Initially, the men offered to clear his clogged drains for £30. Then they told him the roof needed to be retiled and the conservatory needed urgent repairs. They also said they would clear the overgrown garden.
The fraudsters convinced Dighton to pay £600 cash up front for scaffolding. Next they demanded £4,000, then £6,500 and finally £12,500 to complete all the jobs.
Dighton, 61, from Cricklewood, northwest London, said: “I went along with it at the beginning because I knew the house needed repairs. It hadn’t been touched in 20 years. I was trying to organise my wife’s funeral and they were really friendly.
“But as they began making bigger demands I felt really stuck and a little bit intimidated.”
Dighton went into the local branch of his bank, Barclays, to withdraw cash to meet the crooks’ demands. They did some of the jobs they had promised but did not finish them — and charged an extortionate amount for the amount of work involved.
Dighton told Money he had been prepared to hand over a total of £25,000.
He made several payments but when he attempted to withdraw £12,500 in one go, a supervisor, Ann-Marie O’Donnell, became suspicious. “I thought he looked quite vulnerable and remembered he had made a big transaction the week before,” she said.
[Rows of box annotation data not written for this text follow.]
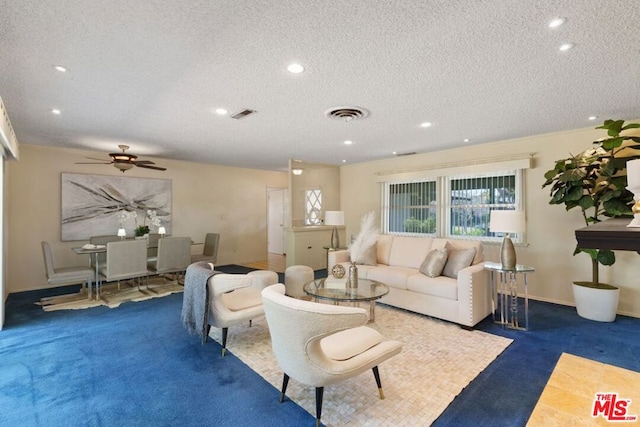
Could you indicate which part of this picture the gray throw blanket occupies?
[182,262,221,343]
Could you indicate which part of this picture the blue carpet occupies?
[5,266,640,427]
[433,301,640,427]
[0,268,315,426]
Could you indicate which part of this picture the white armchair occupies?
[205,274,264,357]
[262,284,402,426]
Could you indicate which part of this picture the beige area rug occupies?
[527,353,640,427]
[36,277,184,311]
[210,305,512,427]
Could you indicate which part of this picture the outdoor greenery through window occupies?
[383,170,523,241]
O’Donnell asked the widower a series of questions, consulted her manager about her concerns and called 999 using “bank protocol”. The police visited Dighton at home within 24 hours and found one of the rogue traders in his sitting room. The man was arrested.
Sadly, Dighton had already lost more than £11,000 of his life savings but he is grateful that he did not lose everything thanks to the actions of the Barclays staff.
His advice to other vulnerable pensioners? “If anyone knocks on your door and offers to do work, just say thank you and that you already have something organised.
“It starts with the gutters but it quickly escalates. I did the wrong thing because I was at a really low moment,” he said.